Cake tops and bottoms

  • 6 tbsp Crisco Shortening
  • 1 cup Granulated Sugar
  • 1 Egg
  • 1 cup Milk
  • 1 tsp Vanilla Extract
  • 2 cups Flour
  • 5 tbsp Cocoa Powder
  • 1 1/2 tsp Baking Soda
  • 1 tsp Salt
  • 1/4 tsp Cream of Tartar

Marshmallow Filling

  • 1 1/2 cups Crisco Shortening
  • 2 cups Powdered Sugar
  • 2 Egg Whites
  • 1/2 tsp Cream of Tartar
  • 1 jar Smuckers Marshmallow Topping Optional use Marshmallow Fluff (12 Heaping tbsp)
  • 2 tsp Vanilla Extract
  • For the holidays use appropriate food coloring!
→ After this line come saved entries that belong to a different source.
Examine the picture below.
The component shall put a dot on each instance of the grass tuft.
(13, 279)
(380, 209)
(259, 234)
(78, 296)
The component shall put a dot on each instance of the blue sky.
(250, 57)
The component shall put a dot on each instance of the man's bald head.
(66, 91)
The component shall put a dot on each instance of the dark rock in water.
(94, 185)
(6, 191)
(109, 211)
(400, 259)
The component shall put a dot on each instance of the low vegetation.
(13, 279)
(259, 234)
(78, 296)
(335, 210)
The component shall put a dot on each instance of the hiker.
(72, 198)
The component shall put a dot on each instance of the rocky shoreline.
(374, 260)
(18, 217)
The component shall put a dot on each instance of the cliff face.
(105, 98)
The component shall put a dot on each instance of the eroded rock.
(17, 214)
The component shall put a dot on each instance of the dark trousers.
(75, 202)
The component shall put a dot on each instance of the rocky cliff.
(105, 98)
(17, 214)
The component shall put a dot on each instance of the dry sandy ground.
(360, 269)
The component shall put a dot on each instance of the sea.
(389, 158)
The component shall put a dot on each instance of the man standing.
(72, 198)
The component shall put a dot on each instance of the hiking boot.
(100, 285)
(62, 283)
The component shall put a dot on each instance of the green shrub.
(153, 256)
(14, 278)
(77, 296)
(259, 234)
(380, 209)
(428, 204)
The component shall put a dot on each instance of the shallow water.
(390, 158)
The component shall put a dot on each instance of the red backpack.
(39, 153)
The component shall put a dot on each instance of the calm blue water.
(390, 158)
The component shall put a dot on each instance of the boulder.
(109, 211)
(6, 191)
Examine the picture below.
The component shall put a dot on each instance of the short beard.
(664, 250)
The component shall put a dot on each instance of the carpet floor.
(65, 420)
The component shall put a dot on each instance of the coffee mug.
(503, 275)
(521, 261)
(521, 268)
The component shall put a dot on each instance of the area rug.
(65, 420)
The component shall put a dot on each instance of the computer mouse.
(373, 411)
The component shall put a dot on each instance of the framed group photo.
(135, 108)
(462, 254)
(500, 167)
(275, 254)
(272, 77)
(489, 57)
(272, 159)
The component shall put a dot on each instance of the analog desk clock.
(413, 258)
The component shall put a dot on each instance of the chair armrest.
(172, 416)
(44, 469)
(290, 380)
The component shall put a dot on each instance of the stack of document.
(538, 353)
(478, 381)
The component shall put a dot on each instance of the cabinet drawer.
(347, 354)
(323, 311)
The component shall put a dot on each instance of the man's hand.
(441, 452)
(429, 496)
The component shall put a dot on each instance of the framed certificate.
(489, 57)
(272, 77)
Orange for Halloween, Red and Green for Christmas, Red, White and Blue for the Fourth of July!

Instructions

Cakes

  • Preheat the oven to 400 degrees Fahrenheit.
  • In a mixing bowl add the Crisco, granulated sugar, egg, milk and vanilla extract. Mix. Then blend in the flour, baking soda, cocoa, salt and cream of tartar. Mix well.
  • To make large cake tops and bottoms, scoop with an ice cream scoop onto a lightly greased cooking tray. Leave enough space between them. Bake 6 per large cooking tray. Bake on middle rack for seven minutes per tray.
  • Remove from oven and using a spatula carefully place on a cooling rack until cool to the touch.

Marshmallow Filling

  • In a mixing bowl add the Crisco, powdered sugar, egg whites, cream of tartar, Smuckers Marshmallow Topping, vanilla extract and mix with electric mixer until smooth and creamy. Set aside until cakes have cooled.

Whoopie Pies

  • For each Whoopie pie add a generous amount of marshmallow filling. It is best to wrap them individually with Saran Wrap.